Alif gave a curt nod, hoping his lip didn’t tremble.

“I’ll see you in the next, then.”

“God willing.”

Vikram limped down the hallway toward Dina and the convert, who stood watching him with clasped hands, as though waiting for a train that might not arrive. Alif looked away, sensing he could
somehow damage what was about to happen by observing it. He sent up a wordless prayer for Dina’s safety. As an afterthought, he prayed for the convert as well, with the uncharitable feeling
she needed it more.

“I am going to unbar the door,” said Sheikh Bilal, looking likewise away from the scene at the end of the hall. “I would take my hands out of my pockets if I were you. These
are the type of men who will never spend a day in jail for shooting you on sight.
Bismillah
.” He lifted the creased wooden bar from the door between the
musala
and the
classrooms and offices beyond it.

“Wait!” Alif called out. “What will happen to you? They wouldn’t shoot the imam of Al Basheera, would they?”

Sheikh Bilal snorted. “This will be an entertaining way to find out.”

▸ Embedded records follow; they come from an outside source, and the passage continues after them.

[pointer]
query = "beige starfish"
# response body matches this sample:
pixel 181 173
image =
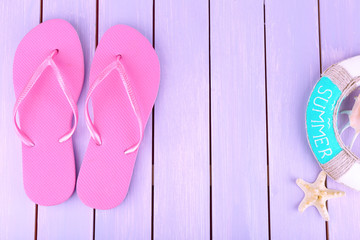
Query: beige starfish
pixel 316 194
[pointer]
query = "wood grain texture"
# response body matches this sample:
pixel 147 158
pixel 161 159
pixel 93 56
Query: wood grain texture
pixel 340 39
pixel 238 120
pixel 72 219
pixel 132 219
pixel 181 161
pixel 16 209
pixel 293 67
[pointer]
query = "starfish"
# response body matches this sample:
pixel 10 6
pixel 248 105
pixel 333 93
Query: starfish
pixel 316 194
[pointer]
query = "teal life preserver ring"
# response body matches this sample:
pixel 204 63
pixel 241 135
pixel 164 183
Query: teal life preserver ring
pixel 333 156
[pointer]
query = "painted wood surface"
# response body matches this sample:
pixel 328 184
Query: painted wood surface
pixel 340 39
pixel 72 219
pixel 16 209
pixel 181 157
pixel 293 67
pixel 132 219
pixel 238 120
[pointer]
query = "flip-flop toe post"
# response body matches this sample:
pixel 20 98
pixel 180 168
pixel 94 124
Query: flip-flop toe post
pixel 48 76
pixel 124 81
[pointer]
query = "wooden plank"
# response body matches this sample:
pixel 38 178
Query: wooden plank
pixel 238 120
pixel 132 219
pixel 340 39
pixel 181 160
pixel 72 219
pixel 16 209
pixel 293 67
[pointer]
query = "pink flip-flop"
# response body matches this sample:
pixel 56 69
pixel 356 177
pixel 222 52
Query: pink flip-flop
pixel 48 77
pixel 124 81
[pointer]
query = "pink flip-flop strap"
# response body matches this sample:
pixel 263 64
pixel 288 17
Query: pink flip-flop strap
pixel 119 67
pixel 49 61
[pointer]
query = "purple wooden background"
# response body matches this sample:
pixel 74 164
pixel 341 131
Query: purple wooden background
pixel 226 140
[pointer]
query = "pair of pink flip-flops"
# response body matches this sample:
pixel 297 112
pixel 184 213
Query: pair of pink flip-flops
pixel 48 78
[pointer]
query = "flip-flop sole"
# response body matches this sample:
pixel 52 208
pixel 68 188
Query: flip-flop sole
pixel 45 115
pixel 106 171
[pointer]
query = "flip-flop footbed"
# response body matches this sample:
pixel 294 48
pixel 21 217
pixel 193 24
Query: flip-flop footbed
pixel 106 170
pixel 45 114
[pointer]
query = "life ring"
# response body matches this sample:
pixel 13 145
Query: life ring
pixel 334 157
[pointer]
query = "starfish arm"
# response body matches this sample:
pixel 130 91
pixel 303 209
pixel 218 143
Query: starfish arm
pixel 321 207
pixel 330 193
pixel 320 181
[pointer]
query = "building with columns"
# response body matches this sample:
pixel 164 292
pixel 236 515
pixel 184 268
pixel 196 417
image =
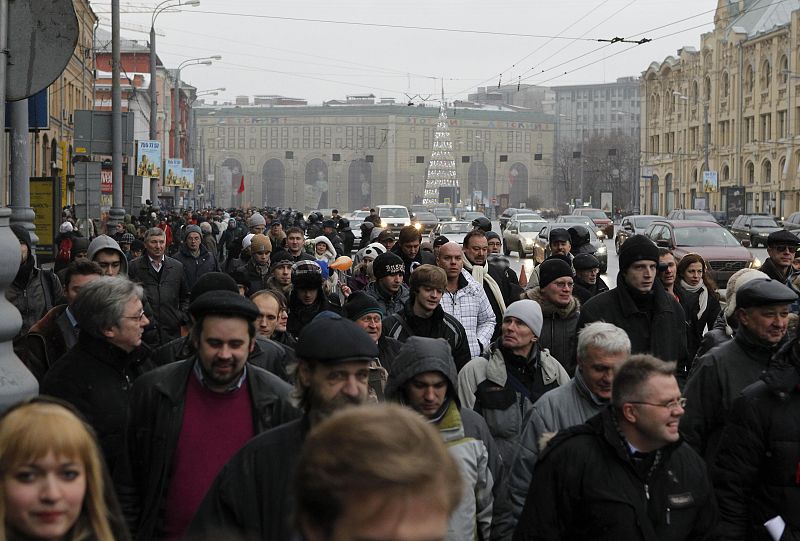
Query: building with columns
pixel 351 156
pixel 729 107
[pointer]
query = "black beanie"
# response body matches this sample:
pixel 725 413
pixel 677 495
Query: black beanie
pixel 387 264
pixel 637 248
pixel 553 269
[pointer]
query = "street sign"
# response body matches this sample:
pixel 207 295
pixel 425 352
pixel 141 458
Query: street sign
pixel 41 40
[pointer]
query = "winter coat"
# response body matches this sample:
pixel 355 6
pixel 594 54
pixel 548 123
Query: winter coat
pixel 404 324
pixel 390 304
pixel 660 331
pixel 586 486
pixel 266 354
pixel 485 386
pixel 252 497
pixel 758 464
pixel 49 339
pixel 195 267
pixel 718 379
pixel 477 511
pixel 156 416
pixel 96 377
pixel 470 306
pixel 569 405
pixel 559 329
pixel 167 293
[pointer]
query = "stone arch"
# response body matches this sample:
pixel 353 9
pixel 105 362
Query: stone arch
pixel 359 184
pixel 273 183
pixel 517 184
pixel 316 185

Alif took his hands from his pockets and wiped them on his pants. The wooden door slid open, revealing two rows of riot police in full uniform, all of whom began to smash their batons against
their polycarbonate shields in a coordinated rhythm. Alif fought the urge to giggle. His nerves, shot and exhausted, couldn’t summon the chemical wherewithal for fear. He looked over his
shoulder: Vikram and the girls were gone. The only evidence of their passing was a thin trail of blood, smudged in several places by what looked like the footprints of a very large dog, footprints
that halted abruptly three feet before the stone wall at the end of the hallway.

Turning toward the police, Alif put his hands back in his pockets.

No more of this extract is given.